In the reinforcement learning framework, an agent takes actions in an environment and receives rewards. These are positive when the agent does good things (e.g. scores a point) and negative when the agent does bad things (e.g. loses health or dies). Using neural networks, combined with reinforcement learning loss functions, we can teach agents complex behaviors from scratch.
Simulation environments are bridging the divide between these games and real-world applications. For example, deep learning models are being trained via reinforcement learning to drive cars in a virtual setting. These models can then be fine-tuned in the real world!
Let’s say we want a model that generates pictures of cats. One possibility would be to use reinforcement learning. For example, we could have a human give our model a positive reward or negative reward: positive for good cat generations, negative for bad cat generations. However, getting those human labels would reduce training to a snail’s pace.
Alternatively, what if we train another model to determine whether our network is generating cat-like photos? Now, rather than just a cat-generator network, we introduce a real cat/generated cat classifier, called a discriminator network, and task this model with sorting out generated cats from real ones. This other model can then provide the training signal for the generator.
That’s the big idea behind Generative Adversarial Networks (GANs).
More formally, we train a generator network to generate images (by constantly fine-tuning its parameters) that will be classified as ‘real’ by a discriminator network. At the same time, we train our discriminator to take the latest generations from our generator, along with real images, and to classify them as real or fake.
Here’s how it all fits together, in the case of “cat generation”:
- The generator network takes in a random noise vector, and transforms it into a candidate cat image.
- The discriminator network is fed both generated images and real images.
- The discriminator is trained to differentiate generated cats from real cats.
- The generator tries to maximize how much it fools the discriminator.
And voila! GANs.
Excitingly, GANs can work very well, with no hand-engineered features. However, it’s important to note that training can be finicky, and selecting the right hyper-parameters is difficult. Sometimes your discriminator will get too good (and the generator won’t learn), and sometimes your generator will learn to only generate a single cat (mode collapse).
However, GAN-approaches have proved wildly successful, from image editing to face generation and style transfer. GANs have also been used to generate additional samples to augment existing datasets, including in medical domains.
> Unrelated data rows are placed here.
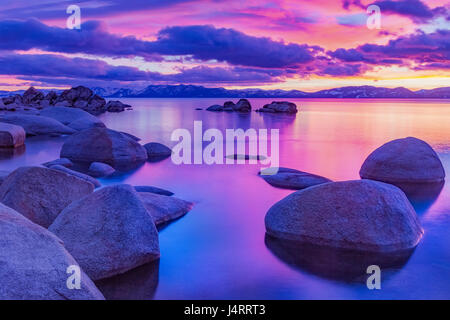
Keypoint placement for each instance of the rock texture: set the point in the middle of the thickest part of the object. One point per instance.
(98, 170)
(34, 263)
(104, 145)
(11, 136)
(279, 107)
(37, 125)
(153, 190)
(402, 161)
(294, 180)
(164, 208)
(360, 215)
(108, 232)
(40, 194)
(77, 174)
(157, 150)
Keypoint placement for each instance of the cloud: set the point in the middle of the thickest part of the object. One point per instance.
(200, 42)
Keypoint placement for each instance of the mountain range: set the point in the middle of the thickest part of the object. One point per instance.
(192, 91)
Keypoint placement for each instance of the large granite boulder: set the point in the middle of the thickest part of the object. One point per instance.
(280, 107)
(74, 118)
(108, 232)
(34, 263)
(37, 125)
(77, 174)
(403, 161)
(164, 208)
(40, 194)
(243, 105)
(99, 169)
(359, 215)
(157, 151)
(294, 180)
(11, 136)
(104, 145)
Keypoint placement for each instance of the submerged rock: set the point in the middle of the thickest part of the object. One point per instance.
(34, 263)
(40, 194)
(11, 136)
(153, 190)
(37, 125)
(243, 105)
(360, 215)
(76, 119)
(215, 108)
(116, 106)
(77, 174)
(157, 151)
(280, 107)
(59, 162)
(164, 208)
(98, 169)
(294, 180)
(404, 161)
(104, 145)
(108, 232)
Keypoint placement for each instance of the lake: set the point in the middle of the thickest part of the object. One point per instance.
(218, 250)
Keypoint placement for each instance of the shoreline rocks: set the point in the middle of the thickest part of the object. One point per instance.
(108, 232)
(34, 263)
(279, 107)
(40, 194)
(408, 160)
(11, 136)
(360, 215)
(104, 145)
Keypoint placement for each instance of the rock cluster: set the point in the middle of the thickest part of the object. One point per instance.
(279, 107)
(79, 97)
(243, 105)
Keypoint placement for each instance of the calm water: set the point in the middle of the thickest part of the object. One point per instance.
(217, 251)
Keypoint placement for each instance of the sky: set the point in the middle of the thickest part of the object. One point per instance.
(278, 44)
Yet, GANs also introduce several ethical challenges. First, they have more sinister applications. Researchers have used GANs to generate seemingly genuine footage and audio of politicians, stoking fears that GANs offer dangerous tools for production of fake news content: so called Deep Fakes.
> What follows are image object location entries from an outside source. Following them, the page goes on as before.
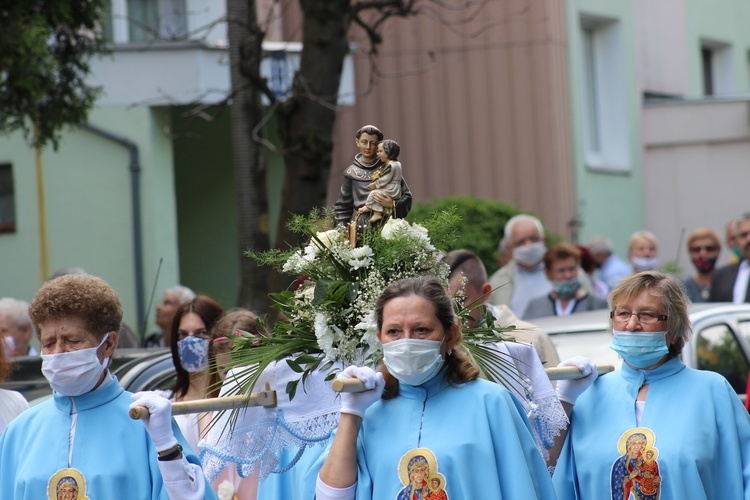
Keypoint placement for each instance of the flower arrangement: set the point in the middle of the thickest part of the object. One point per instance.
(329, 319)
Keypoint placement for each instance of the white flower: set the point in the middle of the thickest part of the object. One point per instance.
(311, 252)
(419, 229)
(294, 263)
(324, 334)
(327, 237)
(360, 257)
(393, 227)
(225, 491)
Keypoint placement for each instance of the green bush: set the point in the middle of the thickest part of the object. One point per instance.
(481, 227)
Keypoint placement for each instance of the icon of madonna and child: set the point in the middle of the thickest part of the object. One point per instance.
(418, 473)
(635, 475)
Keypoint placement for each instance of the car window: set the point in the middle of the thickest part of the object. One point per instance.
(744, 327)
(719, 351)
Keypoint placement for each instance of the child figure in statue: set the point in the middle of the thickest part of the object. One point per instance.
(386, 182)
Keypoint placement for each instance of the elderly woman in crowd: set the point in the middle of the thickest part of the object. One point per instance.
(643, 251)
(703, 246)
(83, 435)
(227, 328)
(561, 263)
(194, 361)
(654, 429)
(436, 418)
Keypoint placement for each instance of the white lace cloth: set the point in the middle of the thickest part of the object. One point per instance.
(261, 435)
(534, 390)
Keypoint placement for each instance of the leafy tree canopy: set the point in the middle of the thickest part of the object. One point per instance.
(45, 46)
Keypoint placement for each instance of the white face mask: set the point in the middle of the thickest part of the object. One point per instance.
(529, 255)
(413, 361)
(74, 373)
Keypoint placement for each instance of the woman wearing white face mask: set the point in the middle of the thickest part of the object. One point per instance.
(83, 435)
(436, 419)
(643, 251)
(654, 429)
(194, 361)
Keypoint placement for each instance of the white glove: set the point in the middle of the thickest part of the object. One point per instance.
(357, 402)
(159, 422)
(569, 390)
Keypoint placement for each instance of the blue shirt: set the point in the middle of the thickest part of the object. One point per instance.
(693, 420)
(112, 451)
There are other, less explicit dangers to GANs. Because generators are training to replicate existing data, they can reproduce, or exacerbate biases in those data sets. For example, researchers found that Snapchat’s GAN-based filters, trained on imbalanced data, regularly whiten the skin of users.
In sum, GANs are representative of both the power and perils of neural networks. As deep learning practitioners, we should not only appreciate the utility of our models, but also be wary of the implications of our work.
In this article, we have discussed how neural networks are applied to hard classification and prediction problems, tasks involving sequential data, unsupervised anomaly detection, reinforcement learning, and GANs.
These applications represent just a sampling of the ever-developing, vibrant field of deep learning.